Though automakers lobbied the Trump administration to ease the standards, they have not publicly embraced the administration’s proposed rollback, largely because it is expected to be challenged by California and other states in court, and could result in a “split-market” that “would be a logistical and financial nightmare” for auto manufacturers, the New York Times said.
As we explained in our story “The Facts on Fuel Economy Standards,” the U.S. fuel economy program includes two standards that are overseen by different agencies under different laws: The Corporate Average Fuel Economy, or CAFE, standard is set in miles per gallon by the Department of Transportation’s National Highway Traffic Safety Administration, and greenhouse gas emissions standards, which limit emissions of carbon dioxide, are monitored by the Environmental Protection Agency.
Under Obama, NHTSA and EPA worked together to set standards that would be essentially equivalent to each other. The agencies also collaborated with the state of California, which had been allowed to set a stricter standard under the Clean Air Act, so that the state would accept the federal standards, thereby creating a so-called “national program.”
In February, however, the Trump administration broke off talks with California officials over a compromise, likely setting up a court challenge to the administration’s proposed rollback of the standards.
The Washington Post reported that Joe Hinrichs, Ford’s president of global operations, issued a statement saying that “the company is ‘disappointed’ that California and federal regulators have not been able to find a compromise on future fuel efficiency standards.”
“A coordinated program with every stakeholder is in the best interest of Ford’s customers, and is the best path forward to achieve reductions in carbon dioxide emissions and support critical investments in new technologies,” the statement said. “The auto industry needs regulatory certainty, not protracted litigation.”
The car companies are in a tough position, said Smith, of the Center for Automotive Research. Automakers don’t want to be seen as anti-environmental, Smith said, so they appear to want a nationwide fuel standard somewhere in between the current regulations and Trump’s proposal.
“Clearly, they think they need relief [from the Obama standards],” Smith said. “The question becomes, what are they asking for specifically?”
The Washington Post noted that the Auto Alliance, whose members make most of the vehicles in the U.S., “has continued to voice concerns about the administration’s approach. Auto Alliance spokeswoman Gloria Bergquist said in an interview [March 7] that the group supports ‘year-over-year increases in fuel economy’ and a nationwide standard that includes California and its affiliated states.”

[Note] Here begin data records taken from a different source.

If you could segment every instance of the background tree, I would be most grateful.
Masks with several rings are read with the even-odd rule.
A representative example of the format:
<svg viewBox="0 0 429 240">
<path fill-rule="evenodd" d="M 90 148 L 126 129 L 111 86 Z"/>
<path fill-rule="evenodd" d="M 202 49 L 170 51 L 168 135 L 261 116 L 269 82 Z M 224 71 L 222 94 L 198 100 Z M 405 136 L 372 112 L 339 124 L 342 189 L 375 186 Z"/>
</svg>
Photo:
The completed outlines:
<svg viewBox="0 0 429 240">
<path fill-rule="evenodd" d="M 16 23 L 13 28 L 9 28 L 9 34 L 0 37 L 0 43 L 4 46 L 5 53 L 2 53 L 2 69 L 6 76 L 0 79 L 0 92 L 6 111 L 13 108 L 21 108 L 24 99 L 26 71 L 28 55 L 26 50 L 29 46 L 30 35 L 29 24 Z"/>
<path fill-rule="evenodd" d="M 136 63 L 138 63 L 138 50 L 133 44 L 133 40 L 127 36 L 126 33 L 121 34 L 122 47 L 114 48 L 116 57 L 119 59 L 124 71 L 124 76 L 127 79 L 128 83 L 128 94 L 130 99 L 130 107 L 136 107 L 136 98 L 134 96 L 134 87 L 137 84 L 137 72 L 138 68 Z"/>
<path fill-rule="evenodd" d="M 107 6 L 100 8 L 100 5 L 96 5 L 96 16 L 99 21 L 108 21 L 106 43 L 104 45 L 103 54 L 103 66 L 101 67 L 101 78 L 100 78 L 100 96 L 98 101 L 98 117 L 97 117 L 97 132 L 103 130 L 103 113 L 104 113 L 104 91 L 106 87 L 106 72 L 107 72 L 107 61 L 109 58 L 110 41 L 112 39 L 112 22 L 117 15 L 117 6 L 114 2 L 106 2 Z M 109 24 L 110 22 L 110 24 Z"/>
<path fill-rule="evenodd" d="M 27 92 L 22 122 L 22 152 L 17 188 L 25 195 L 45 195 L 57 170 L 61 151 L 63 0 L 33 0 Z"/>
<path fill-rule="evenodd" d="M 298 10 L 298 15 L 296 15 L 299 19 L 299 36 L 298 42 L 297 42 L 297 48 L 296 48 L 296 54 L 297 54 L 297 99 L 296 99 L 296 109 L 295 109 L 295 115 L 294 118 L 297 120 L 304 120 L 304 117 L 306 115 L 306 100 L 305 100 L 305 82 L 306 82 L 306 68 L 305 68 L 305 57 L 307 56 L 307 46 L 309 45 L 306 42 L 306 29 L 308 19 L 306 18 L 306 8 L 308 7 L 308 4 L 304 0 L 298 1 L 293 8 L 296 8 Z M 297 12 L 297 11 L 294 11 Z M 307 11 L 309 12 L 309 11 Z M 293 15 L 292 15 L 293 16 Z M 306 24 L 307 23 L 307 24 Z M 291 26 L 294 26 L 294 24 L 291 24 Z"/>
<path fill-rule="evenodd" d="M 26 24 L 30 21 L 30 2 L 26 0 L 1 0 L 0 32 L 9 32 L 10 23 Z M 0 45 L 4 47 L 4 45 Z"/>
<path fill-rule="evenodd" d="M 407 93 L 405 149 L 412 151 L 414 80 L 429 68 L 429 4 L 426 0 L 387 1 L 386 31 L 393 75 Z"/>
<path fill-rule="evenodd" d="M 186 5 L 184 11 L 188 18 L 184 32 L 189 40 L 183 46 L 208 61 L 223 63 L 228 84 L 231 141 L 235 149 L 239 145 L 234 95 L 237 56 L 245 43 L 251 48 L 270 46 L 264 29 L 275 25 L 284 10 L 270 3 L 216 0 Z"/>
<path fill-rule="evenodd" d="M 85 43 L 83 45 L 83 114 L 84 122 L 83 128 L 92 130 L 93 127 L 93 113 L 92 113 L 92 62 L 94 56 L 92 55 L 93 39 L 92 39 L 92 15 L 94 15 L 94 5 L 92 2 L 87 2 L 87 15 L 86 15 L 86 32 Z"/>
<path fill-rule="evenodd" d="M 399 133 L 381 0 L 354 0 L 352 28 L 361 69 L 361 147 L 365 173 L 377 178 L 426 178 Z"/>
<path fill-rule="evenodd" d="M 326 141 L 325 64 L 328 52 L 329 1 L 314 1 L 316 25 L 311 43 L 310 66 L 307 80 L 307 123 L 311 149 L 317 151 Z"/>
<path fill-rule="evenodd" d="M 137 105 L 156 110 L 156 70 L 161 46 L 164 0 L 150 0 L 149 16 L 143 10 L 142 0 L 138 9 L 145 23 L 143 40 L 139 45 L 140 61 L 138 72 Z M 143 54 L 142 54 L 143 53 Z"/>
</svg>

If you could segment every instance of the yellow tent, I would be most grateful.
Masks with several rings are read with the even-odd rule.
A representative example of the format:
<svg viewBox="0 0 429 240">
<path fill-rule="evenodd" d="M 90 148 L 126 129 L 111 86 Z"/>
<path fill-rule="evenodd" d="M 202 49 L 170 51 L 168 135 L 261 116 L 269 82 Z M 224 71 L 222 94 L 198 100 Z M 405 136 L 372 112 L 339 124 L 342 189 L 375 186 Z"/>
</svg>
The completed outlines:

All of that nuance is lost in Biden’s summary.
The auto industry publicly supported the Obama standards back in 2011, though it’s debatable whether they thought the standards were a “good idea,” as Biden put it. Industry experts told us auto executives hoped to revisit the standards through a midterm review in 2018, when they might be in a better negotiating position. Those executives have made clear that they believe it is necessary to ease the fuel economy standards mandated in the Obama plan.
Biden’s claim that auto manufacturers “didn’t even agree with [Trump] when he rolled it back,” also ignores the context of the auto industry’s misgivings about the Trump plan. Auto executives do not oppose weakening the Obama standards, but they had hoped for a compromise standard that would be palatable to California and other states, and avoid the likelihood of lengthy court battles.